Dans la foulée des désormais célèbres mais toujours aussi mal définis "risques psycho-sociaux", la santé au travail est devenue un thème porteur. On n'osera pas reprendre la malheureuse formule sur l'effet de mode mais on sent bien que l'engouement médiatique pour ce sujet passera, tandis que la question restera ouverte, car elle est complexe.
En effet, on observe de fâcheuses corrélations entre le travail (tout au moins le travail tel que nous le pratiquons en ce début de 21ème siècle, dans nos économies néolibérales et hypermodernes) et la maladie, les troubles de la santé, aussi bien physique que psychique.
Cela peut conduire à une interrogation sur l’avenir du travail : comment son rythme, son organisation et ses modalités peuvent-ils être repensés afin qu’il n’y ait pas d’arbitrage à faire entre santé et performance collective mais, tout au contraire, que se développe (à nouveau) une fructueuse dynamique entre les deux. ll n'appartient certes pas à un coach d'apporter des réponses à cette question. En revanche, la fonction de coach permet d’établir deux constats relatifs à la façon dont ce sujet impacte les managers et dirigeants.
Un dilemme éthique
Jusqu'à récemment, l'objectif principal assigné aux managers était le développement de la performance économique.
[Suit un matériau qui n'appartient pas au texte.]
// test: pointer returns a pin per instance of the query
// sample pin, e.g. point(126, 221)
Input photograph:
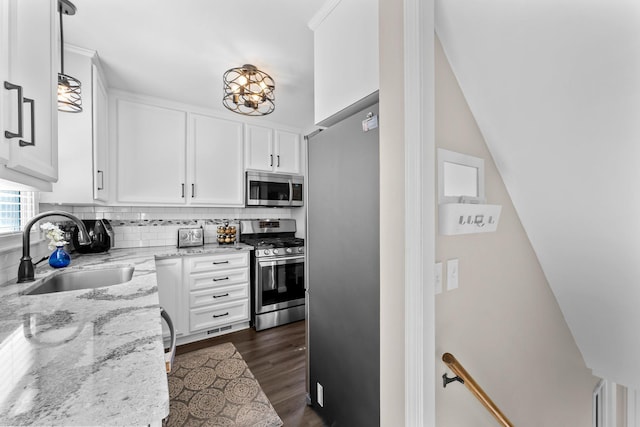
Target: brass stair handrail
point(464, 377)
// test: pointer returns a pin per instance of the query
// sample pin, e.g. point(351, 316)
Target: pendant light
point(248, 91)
point(69, 99)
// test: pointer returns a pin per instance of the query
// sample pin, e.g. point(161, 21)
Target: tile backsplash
point(138, 227)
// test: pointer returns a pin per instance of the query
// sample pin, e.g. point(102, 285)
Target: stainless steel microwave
point(271, 189)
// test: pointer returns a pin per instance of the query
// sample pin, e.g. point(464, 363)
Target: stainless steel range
point(277, 271)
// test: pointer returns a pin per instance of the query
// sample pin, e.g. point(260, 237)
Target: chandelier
point(69, 99)
point(248, 91)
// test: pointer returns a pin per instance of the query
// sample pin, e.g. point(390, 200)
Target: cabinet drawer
point(218, 315)
point(218, 295)
point(217, 278)
point(218, 262)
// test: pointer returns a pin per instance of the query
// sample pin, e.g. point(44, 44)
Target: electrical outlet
point(320, 394)
point(438, 278)
point(452, 274)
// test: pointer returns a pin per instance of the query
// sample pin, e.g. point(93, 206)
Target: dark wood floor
point(276, 357)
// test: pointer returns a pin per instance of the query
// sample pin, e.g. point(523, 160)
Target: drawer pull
point(221, 296)
point(220, 315)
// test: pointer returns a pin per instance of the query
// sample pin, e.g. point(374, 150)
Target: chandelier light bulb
point(248, 91)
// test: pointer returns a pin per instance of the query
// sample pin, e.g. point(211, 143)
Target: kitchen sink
point(74, 280)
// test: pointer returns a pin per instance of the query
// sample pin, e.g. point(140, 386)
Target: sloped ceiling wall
point(555, 89)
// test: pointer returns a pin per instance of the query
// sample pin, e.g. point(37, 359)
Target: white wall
point(555, 90)
point(503, 323)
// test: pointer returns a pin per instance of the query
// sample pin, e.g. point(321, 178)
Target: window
point(16, 208)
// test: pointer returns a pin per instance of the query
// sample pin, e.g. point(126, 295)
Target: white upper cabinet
point(217, 173)
point(82, 137)
point(28, 59)
point(100, 136)
point(272, 150)
point(150, 155)
point(346, 35)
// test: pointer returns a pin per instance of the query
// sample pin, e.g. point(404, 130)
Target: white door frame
point(419, 113)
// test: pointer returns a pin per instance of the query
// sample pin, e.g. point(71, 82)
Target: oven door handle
point(290, 190)
point(270, 262)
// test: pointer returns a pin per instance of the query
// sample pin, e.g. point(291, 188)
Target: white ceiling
point(555, 88)
point(179, 50)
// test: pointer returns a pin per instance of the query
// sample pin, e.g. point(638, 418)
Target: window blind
point(16, 208)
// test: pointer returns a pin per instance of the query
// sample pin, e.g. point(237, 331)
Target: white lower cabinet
point(218, 315)
point(206, 295)
point(170, 292)
point(218, 291)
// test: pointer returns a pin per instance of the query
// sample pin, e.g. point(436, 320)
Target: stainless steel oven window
point(279, 284)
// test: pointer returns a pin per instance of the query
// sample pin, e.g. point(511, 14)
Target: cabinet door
point(150, 158)
point(216, 172)
point(32, 65)
point(7, 96)
point(171, 293)
point(100, 137)
point(259, 148)
point(287, 152)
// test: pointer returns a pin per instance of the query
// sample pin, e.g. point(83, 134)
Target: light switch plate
point(452, 274)
point(438, 278)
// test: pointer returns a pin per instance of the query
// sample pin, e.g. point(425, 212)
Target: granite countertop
point(87, 357)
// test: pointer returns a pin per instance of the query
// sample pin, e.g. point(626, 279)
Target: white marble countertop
point(87, 357)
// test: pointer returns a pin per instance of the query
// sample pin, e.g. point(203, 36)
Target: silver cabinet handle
point(172, 351)
point(220, 315)
point(22, 142)
point(101, 186)
point(221, 296)
point(8, 134)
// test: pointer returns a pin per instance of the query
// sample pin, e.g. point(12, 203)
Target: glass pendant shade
point(248, 91)
point(69, 94)
point(69, 88)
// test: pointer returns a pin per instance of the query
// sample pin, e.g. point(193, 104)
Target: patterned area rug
point(214, 387)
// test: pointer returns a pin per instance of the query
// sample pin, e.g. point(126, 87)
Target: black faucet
point(26, 270)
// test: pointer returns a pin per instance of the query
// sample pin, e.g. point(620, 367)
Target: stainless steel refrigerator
point(343, 274)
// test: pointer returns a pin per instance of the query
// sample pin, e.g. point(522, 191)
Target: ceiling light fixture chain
point(248, 91)
point(69, 88)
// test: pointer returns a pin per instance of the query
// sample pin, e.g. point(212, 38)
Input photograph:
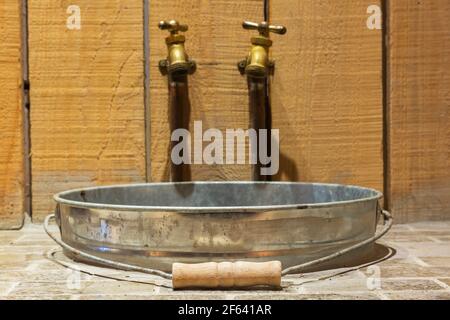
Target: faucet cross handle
point(172, 26)
point(264, 28)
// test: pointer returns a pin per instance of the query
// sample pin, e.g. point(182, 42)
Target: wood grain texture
point(87, 97)
point(11, 130)
point(218, 93)
point(419, 117)
point(327, 92)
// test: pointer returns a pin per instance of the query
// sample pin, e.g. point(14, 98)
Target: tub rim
point(59, 198)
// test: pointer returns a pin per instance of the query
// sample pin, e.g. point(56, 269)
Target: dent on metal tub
point(157, 224)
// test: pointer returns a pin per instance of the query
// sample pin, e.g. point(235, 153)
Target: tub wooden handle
point(223, 275)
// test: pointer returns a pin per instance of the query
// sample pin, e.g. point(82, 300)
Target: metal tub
point(156, 224)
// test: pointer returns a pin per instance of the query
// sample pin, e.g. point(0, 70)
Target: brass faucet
point(258, 64)
point(177, 62)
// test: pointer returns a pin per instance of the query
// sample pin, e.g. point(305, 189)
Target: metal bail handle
point(225, 274)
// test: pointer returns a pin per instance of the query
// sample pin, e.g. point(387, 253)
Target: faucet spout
point(258, 67)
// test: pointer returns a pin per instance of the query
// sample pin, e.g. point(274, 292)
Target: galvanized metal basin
point(156, 224)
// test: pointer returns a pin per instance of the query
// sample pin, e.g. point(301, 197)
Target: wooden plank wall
point(11, 130)
point(87, 97)
point(218, 93)
point(419, 110)
point(327, 92)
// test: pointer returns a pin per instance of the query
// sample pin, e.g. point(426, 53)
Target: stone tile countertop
point(419, 268)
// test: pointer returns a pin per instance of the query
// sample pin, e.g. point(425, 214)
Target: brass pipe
point(259, 118)
point(177, 66)
point(179, 117)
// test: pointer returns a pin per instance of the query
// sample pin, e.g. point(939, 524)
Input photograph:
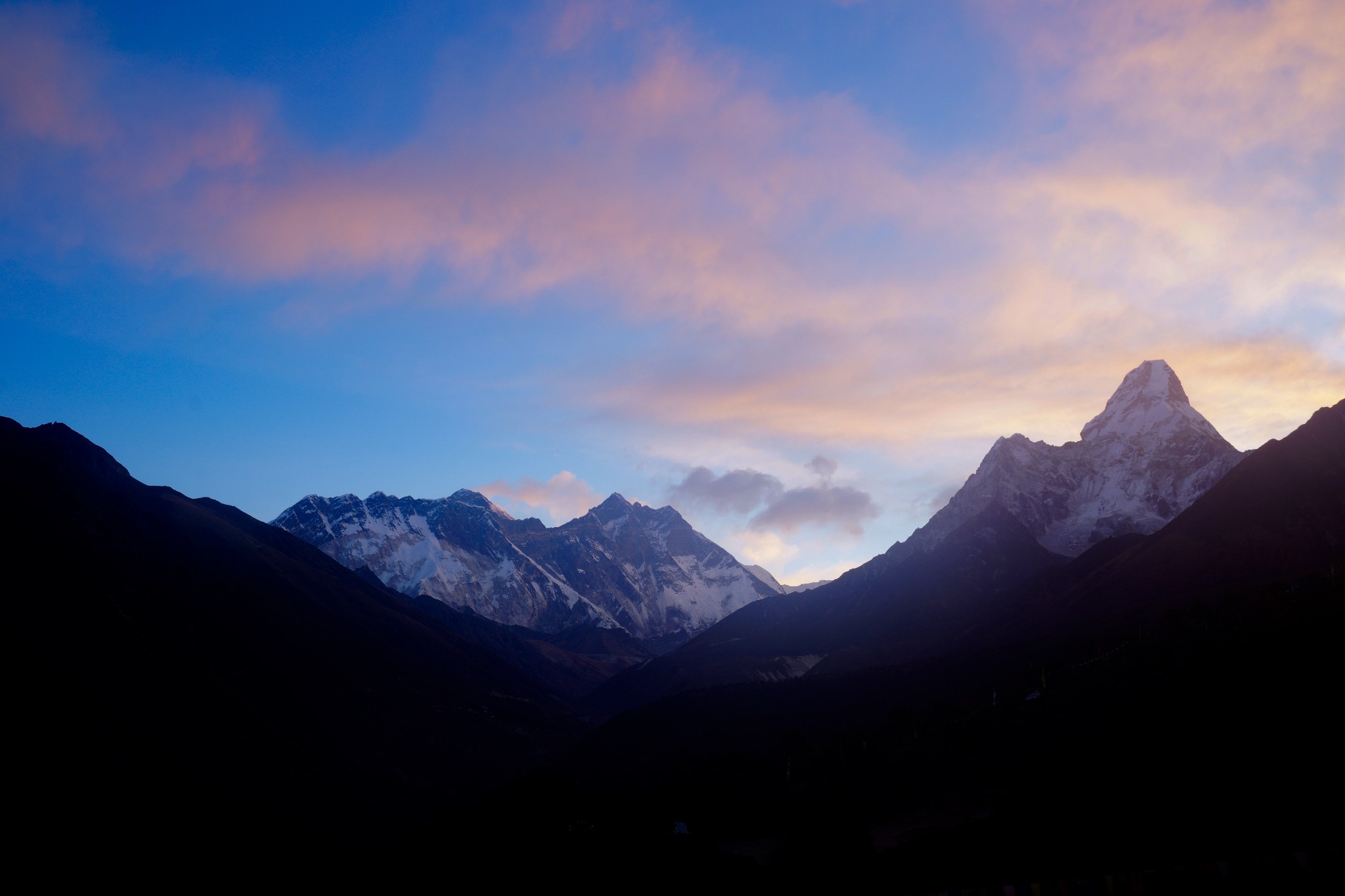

Et il était entendu (implicitement au moins) que pour y parvenir, ils pouvaient, voire devaient "mettre la pression" sur leurs équipes. A chacun de trouver sa façon. Dès lors, quelques dommages collatéraux ne pouvaient être exclus...
Mais aujourd'hui, les grandes entreprises ont été contraintes d'élaborer des plans d'action antistress et les managers sont par conséquent sommés de continuer à obtenir les mêmes résultats économiques, tout en prenant des précautions vis à vis de leur personnel. Pas question que la médecine du travail s'en mêle ou que les CHSCT soient saisis, gare aux "droits d'alerte" ! Il faut mettre la pression, mais doucement ! Si je me laissais aller à un jeu de mots, je dirais que le mot d’ordre semble être à présent : « La pression sans la dépression ! ». Il s’agit donc d’un nouvel objectif, ajouté au mille-feuille des précédents, sans que l'ensemble soit repensé de façon cohérente. De nombreux managers, à tous les niveaux hiérarchiques, vivent cette double contrainte comme un véritable dilemme éthique.
L’érosion de la santé des managers
Diverses études ont montré qu'un rythme de travail très soutenu nuit à la santé physique et psychique, à moyen et long terme.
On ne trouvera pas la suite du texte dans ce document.